Wie kamen Sie ursprünglich auf die Idee das Stück fast 100 Jahre nach seiner Uraufführung wieder in Szene zu setzen?

An den Münchner Kammerspielen, wo 1922 die Uraufführung dieses Stückes war, gibt es die Legende, dass während der Aufführung eines der ersten Brecht-Stücke im Zuschauerraum Plakate und Banner hingen mit dem Spruch „Glotz nicht so romantisch“. Das kannte ich als Anekdote, konnte es jedoch nicht mit einem Stück verbinden. Irgendwann haben wir dann nach einem Stück gesucht und ich bin auf „Trommeln in der Nacht“ gestoßen, weil ich den Titel zunächst einmal toll fand und die drei Werke des jungen Brechts ziemlich gerne mag.

Dann ist mir aufgefallen, dass dieses Stück genau der Ursprung dieser Erzählung mit den „Glotz nicht so romantisch“-Plakaten ist. Diese Plakate haben Brecht und Falckenberg, der damalige Regisseur, damals aufgehängt. Das war der entscheidende Weg zum Stück. Was bedeutet es, romantisch zu glotzen? Was bedeutet es, politisches Theater zu machen? So haben wir uns dem Ganzen angenähert.

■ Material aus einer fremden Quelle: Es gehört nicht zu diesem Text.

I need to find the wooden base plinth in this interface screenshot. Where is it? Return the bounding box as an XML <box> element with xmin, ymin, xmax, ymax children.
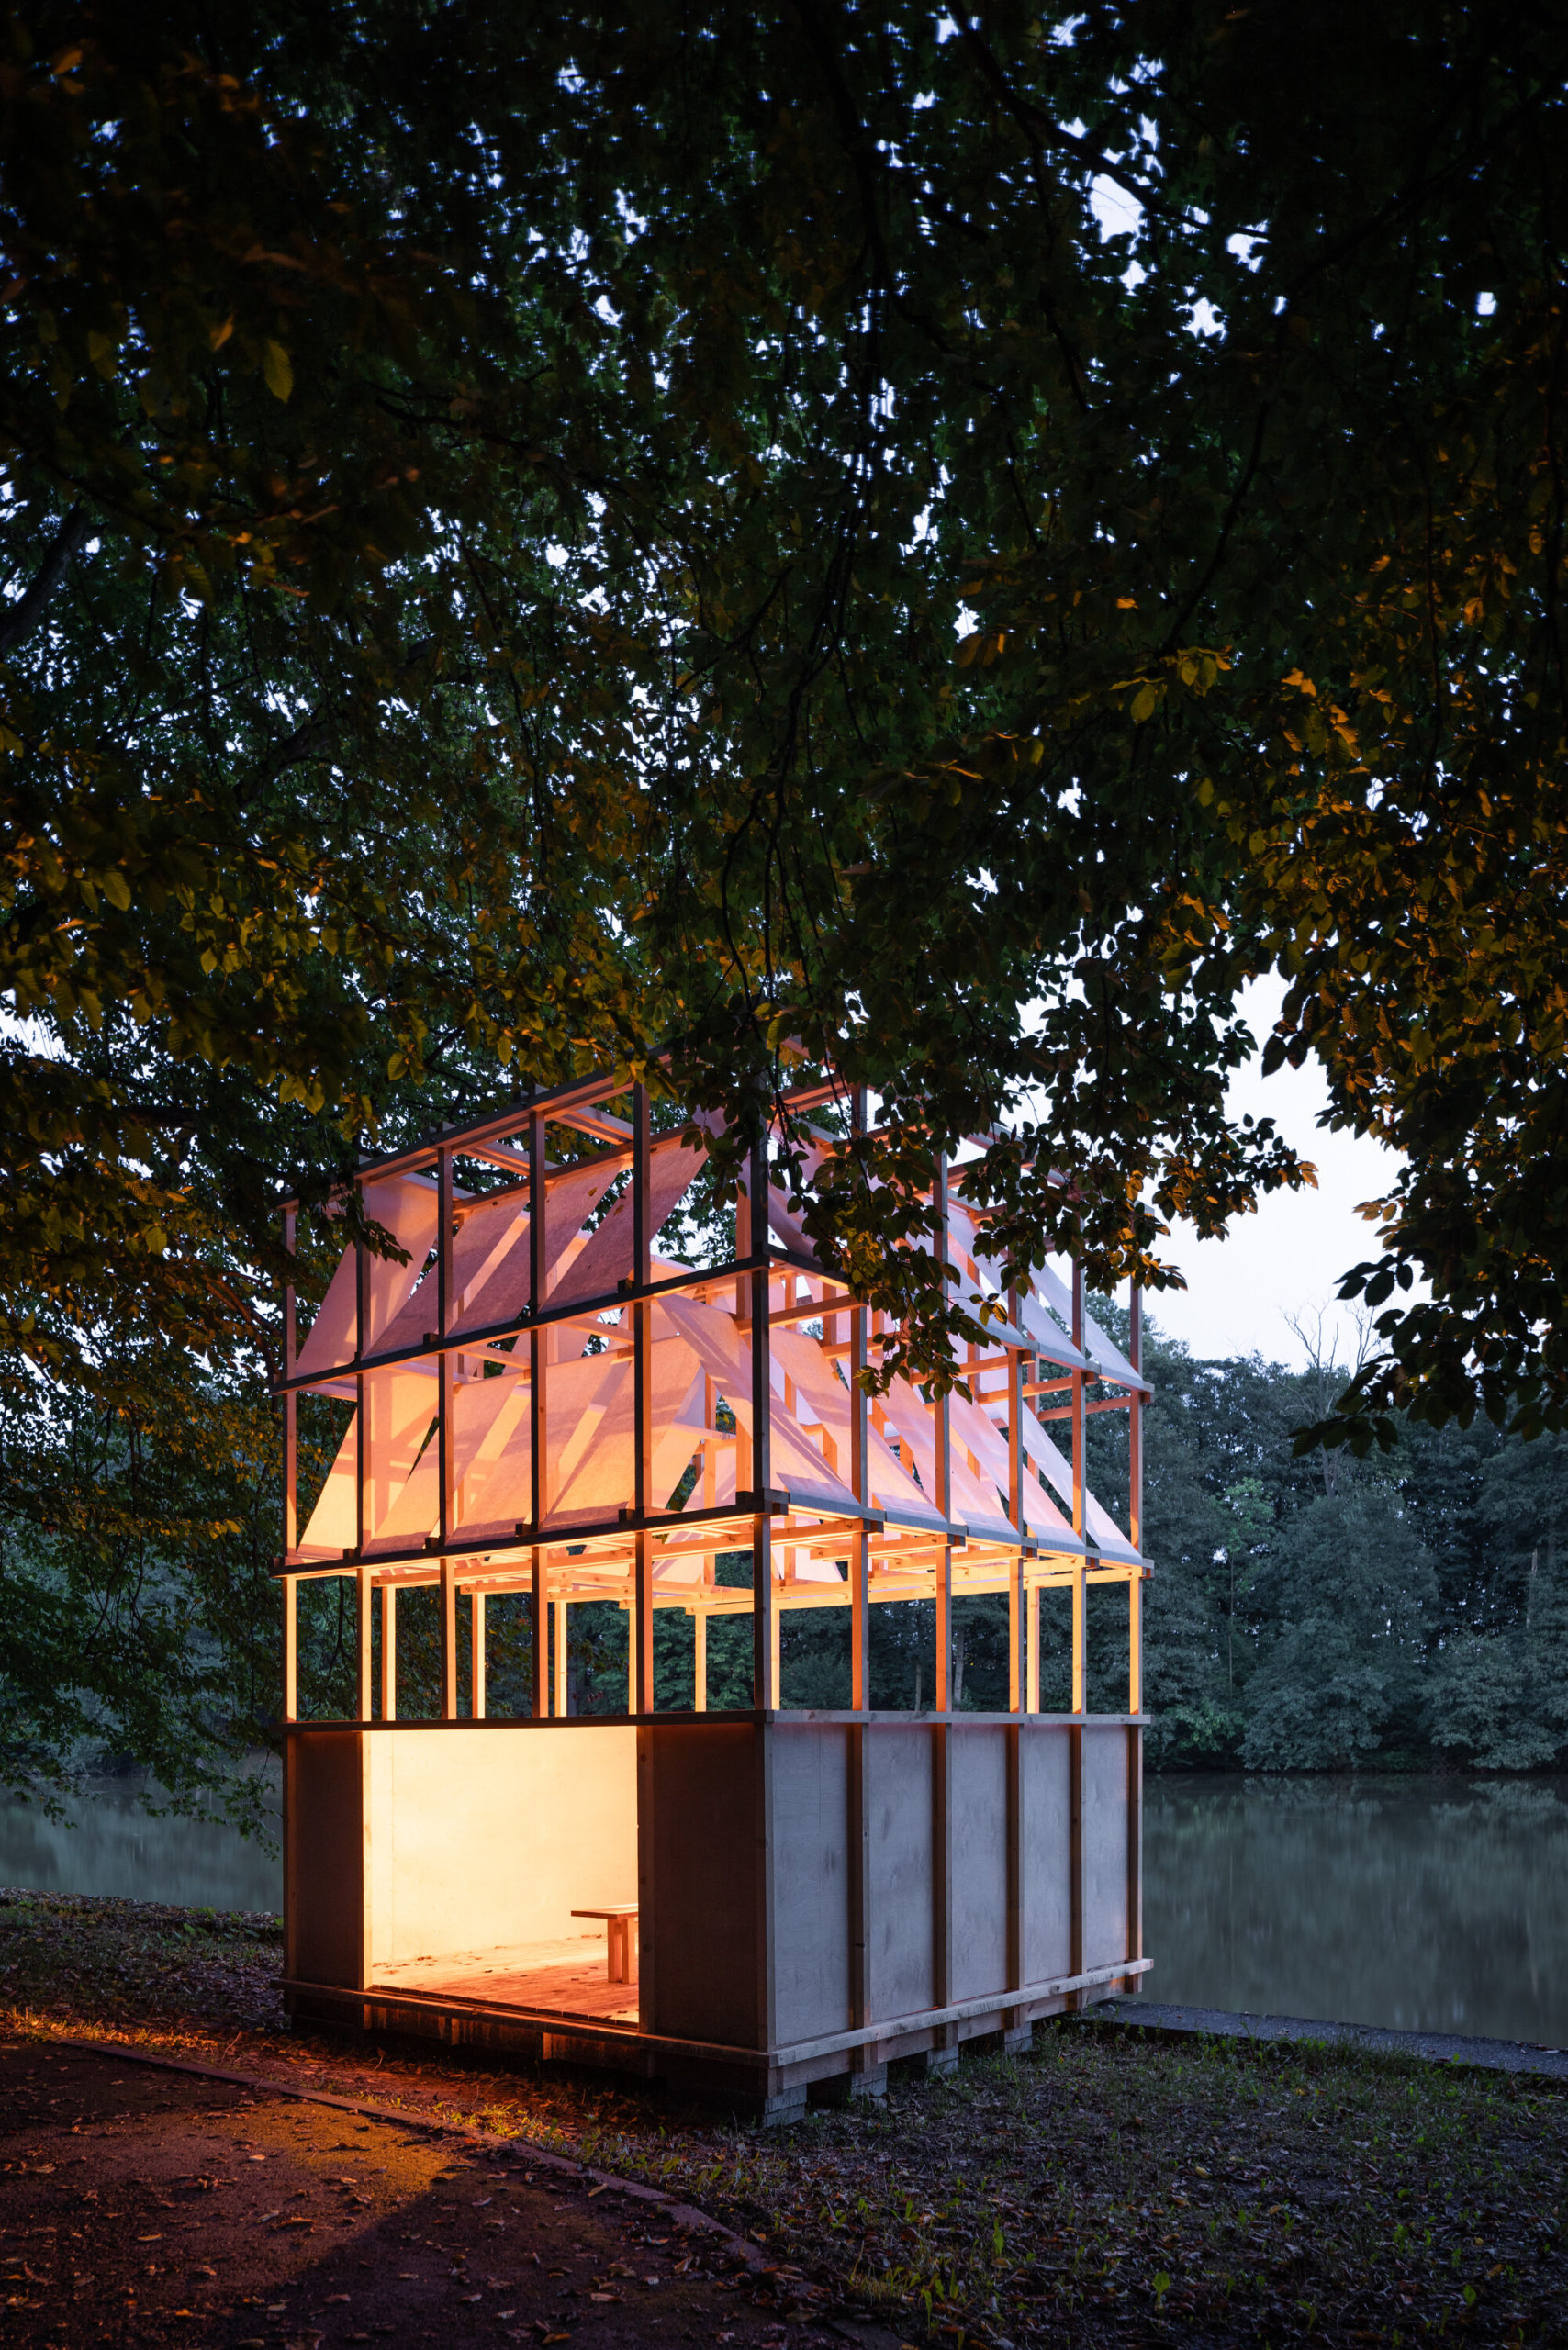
<box><xmin>280</xmin><ymin>1973</ymin><xmax>1117</xmax><ymax>2121</ymax></box>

Es ist auch so, dass wenn wir in München an den Kammerspielen spielen, fast 100 Jahre nachdem die Uraufführung dort stattgefunden hat, dann ist es naheliegend dieser Uraufführung nachzuspüren. Das komplette Bühnenbild ist daher eine Adaption des Originalbühnenbilds. Die Schauspieler haben im ersten Akt kleine In-Ear-Kopfhörer, auf denen sie die Stimmen der Schauspieler von 1922 hören. Sie sprechen mit den Stimmen mit, nicht die Intonation, aber das Tempo. Die Schauspieler bewegen sich beispielsweise auch entsprechend den Geräuschen von Schritten in der Originalaufnahme.

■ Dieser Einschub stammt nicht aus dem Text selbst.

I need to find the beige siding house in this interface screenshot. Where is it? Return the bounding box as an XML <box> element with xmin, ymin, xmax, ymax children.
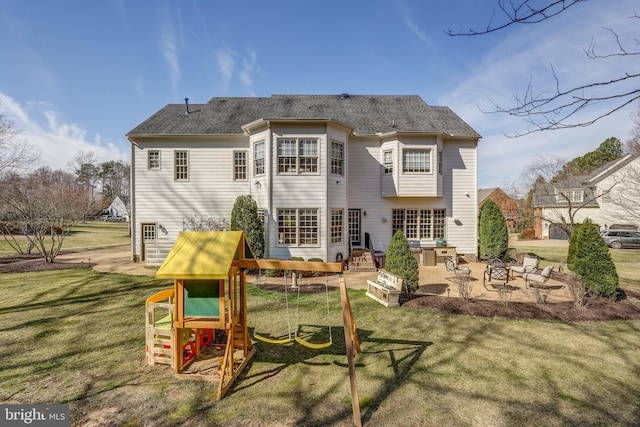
<box><xmin>532</xmin><ymin>154</ymin><xmax>640</xmax><ymax>239</ymax></box>
<box><xmin>127</xmin><ymin>95</ymin><xmax>481</xmax><ymax>264</ymax></box>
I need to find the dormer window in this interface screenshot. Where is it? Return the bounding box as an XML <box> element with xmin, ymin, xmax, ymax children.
<box><xmin>555</xmin><ymin>189</ymin><xmax>583</xmax><ymax>203</ymax></box>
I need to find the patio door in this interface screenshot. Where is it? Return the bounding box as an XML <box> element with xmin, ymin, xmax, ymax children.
<box><xmin>348</xmin><ymin>209</ymin><xmax>361</xmax><ymax>247</ymax></box>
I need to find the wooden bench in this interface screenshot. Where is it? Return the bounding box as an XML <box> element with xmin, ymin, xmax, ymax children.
<box><xmin>366</xmin><ymin>270</ymin><xmax>403</xmax><ymax>307</ymax></box>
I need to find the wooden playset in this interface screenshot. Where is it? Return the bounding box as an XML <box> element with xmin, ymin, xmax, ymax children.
<box><xmin>145</xmin><ymin>231</ymin><xmax>362</xmax><ymax>425</ymax></box>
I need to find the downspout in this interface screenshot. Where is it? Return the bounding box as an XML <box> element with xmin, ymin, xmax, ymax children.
<box><xmin>266</xmin><ymin>122</ymin><xmax>273</xmax><ymax>259</ymax></box>
<box><xmin>128</xmin><ymin>137</ymin><xmax>138</xmax><ymax>262</ymax></box>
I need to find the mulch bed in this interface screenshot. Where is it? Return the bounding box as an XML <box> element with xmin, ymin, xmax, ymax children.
<box><xmin>2</xmin><ymin>255</ymin><xmax>639</xmax><ymax>321</ymax></box>
<box><xmin>401</xmin><ymin>269</ymin><xmax>640</xmax><ymax>322</ymax></box>
<box><xmin>0</xmin><ymin>254</ymin><xmax>95</xmax><ymax>273</ymax></box>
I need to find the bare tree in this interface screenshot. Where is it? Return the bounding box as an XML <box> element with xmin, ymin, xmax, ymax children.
<box><xmin>0</xmin><ymin>167</ymin><xmax>100</xmax><ymax>262</ymax></box>
<box><xmin>523</xmin><ymin>155</ymin><xmax>619</xmax><ymax>237</ymax></box>
<box><xmin>448</xmin><ymin>0</ymin><xmax>640</xmax><ymax>136</ymax></box>
<box><xmin>626</xmin><ymin>102</ymin><xmax>640</xmax><ymax>155</ymax></box>
<box><xmin>67</xmin><ymin>151</ymin><xmax>99</xmax><ymax>199</ymax></box>
<box><xmin>183</xmin><ymin>214</ymin><xmax>230</xmax><ymax>231</ymax></box>
<box><xmin>0</xmin><ymin>108</ymin><xmax>39</xmax><ymax>176</ymax></box>
<box><xmin>98</xmin><ymin>159</ymin><xmax>130</xmax><ymax>203</ymax></box>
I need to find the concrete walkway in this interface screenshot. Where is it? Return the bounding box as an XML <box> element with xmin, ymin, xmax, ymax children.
<box><xmin>57</xmin><ymin>244</ymin><xmax>574</xmax><ymax>304</ymax></box>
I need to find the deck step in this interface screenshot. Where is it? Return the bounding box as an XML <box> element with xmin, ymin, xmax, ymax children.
<box><xmin>349</xmin><ymin>249</ymin><xmax>377</xmax><ymax>272</ymax></box>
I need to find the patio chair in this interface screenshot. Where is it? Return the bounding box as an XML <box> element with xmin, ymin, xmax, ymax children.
<box><xmin>444</xmin><ymin>257</ymin><xmax>471</xmax><ymax>276</ymax></box>
<box><xmin>483</xmin><ymin>259</ymin><xmax>510</xmax><ymax>291</ymax></box>
<box><xmin>523</xmin><ymin>265</ymin><xmax>557</xmax><ymax>304</ymax></box>
<box><xmin>523</xmin><ymin>265</ymin><xmax>554</xmax><ymax>289</ymax></box>
<box><xmin>445</xmin><ymin>257</ymin><xmax>471</xmax><ymax>276</ymax></box>
<box><xmin>510</xmin><ymin>255</ymin><xmax>540</xmax><ymax>278</ymax></box>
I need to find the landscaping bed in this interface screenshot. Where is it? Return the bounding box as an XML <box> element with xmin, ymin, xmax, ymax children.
<box><xmin>4</xmin><ymin>253</ymin><xmax>638</xmax><ymax>322</ymax></box>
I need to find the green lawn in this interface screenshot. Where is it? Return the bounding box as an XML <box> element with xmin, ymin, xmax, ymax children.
<box><xmin>1</xmin><ymin>226</ymin><xmax>639</xmax><ymax>425</ymax></box>
<box><xmin>0</xmin><ymin>221</ymin><xmax>130</xmax><ymax>256</ymax></box>
<box><xmin>1</xmin><ymin>269</ymin><xmax>639</xmax><ymax>425</ymax></box>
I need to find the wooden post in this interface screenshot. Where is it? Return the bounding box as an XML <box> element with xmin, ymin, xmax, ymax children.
<box><xmin>339</xmin><ymin>277</ymin><xmax>361</xmax><ymax>427</ymax></box>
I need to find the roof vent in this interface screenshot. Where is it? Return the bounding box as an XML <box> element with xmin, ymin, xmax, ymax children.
<box><xmin>184</xmin><ymin>98</ymin><xmax>190</xmax><ymax>115</ymax></box>
<box><xmin>340</xmin><ymin>93</ymin><xmax>350</xmax><ymax>99</ymax></box>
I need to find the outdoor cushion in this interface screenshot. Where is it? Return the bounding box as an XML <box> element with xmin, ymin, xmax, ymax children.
<box><xmin>510</xmin><ymin>256</ymin><xmax>539</xmax><ymax>275</ymax></box>
<box><xmin>524</xmin><ymin>265</ymin><xmax>554</xmax><ymax>285</ymax></box>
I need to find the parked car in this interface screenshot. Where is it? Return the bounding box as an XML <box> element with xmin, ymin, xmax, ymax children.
<box><xmin>101</xmin><ymin>215</ymin><xmax>125</xmax><ymax>222</ymax></box>
<box><xmin>601</xmin><ymin>229</ymin><xmax>640</xmax><ymax>249</ymax></box>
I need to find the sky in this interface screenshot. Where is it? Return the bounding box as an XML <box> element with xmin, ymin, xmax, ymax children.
<box><xmin>1</xmin><ymin>0</ymin><xmax>638</xmax><ymax>192</ymax></box>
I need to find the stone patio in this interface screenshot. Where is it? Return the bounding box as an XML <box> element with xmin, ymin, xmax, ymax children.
<box><xmin>258</xmin><ymin>260</ymin><xmax>573</xmax><ymax>305</ymax></box>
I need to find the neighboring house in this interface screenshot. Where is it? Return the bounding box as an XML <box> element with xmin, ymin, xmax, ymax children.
<box><xmin>126</xmin><ymin>94</ymin><xmax>481</xmax><ymax>264</ymax></box>
<box><xmin>105</xmin><ymin>196</ymin><xmax>128</xmax><ymax>220</ymax></box>
<box><xmin>478</xmin><ymin>188</ymin><xmax>519</xmax><ymax>232</ymax></box>
<box><xmin>532</xmin><ymin>154</ymin><xmax>640</xmax><ymax>239</ymax></box>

Dieses Historische, was die Uraufführungssituation von vor 95 Jahren an den Kammerspielen bedeutet hat, war dann für mich das perfekte und entscheidende Vehikel, um zu untersuchen, ob die Frage Politik oder Privatleben, das Bett oder die Straße, immer noch ein aktueller Konflikt ist und wie sich diese Frage geändert hat in den letzten 100 Jahren.

Sie haben „Trommeln in der Nacht“ anhand von Skizzen von Brecht weiterentwickelt und eine alternative Version zum Original geschaffen. Haben Sie einen besonderen Druck gespürt, das Werk eines der wohl berühmtesten deutschen Dramatiker zu bearbeiten? Ist es Ihnen wichtig, was Brecht von Ihrer Inszenierung gehalten hätte?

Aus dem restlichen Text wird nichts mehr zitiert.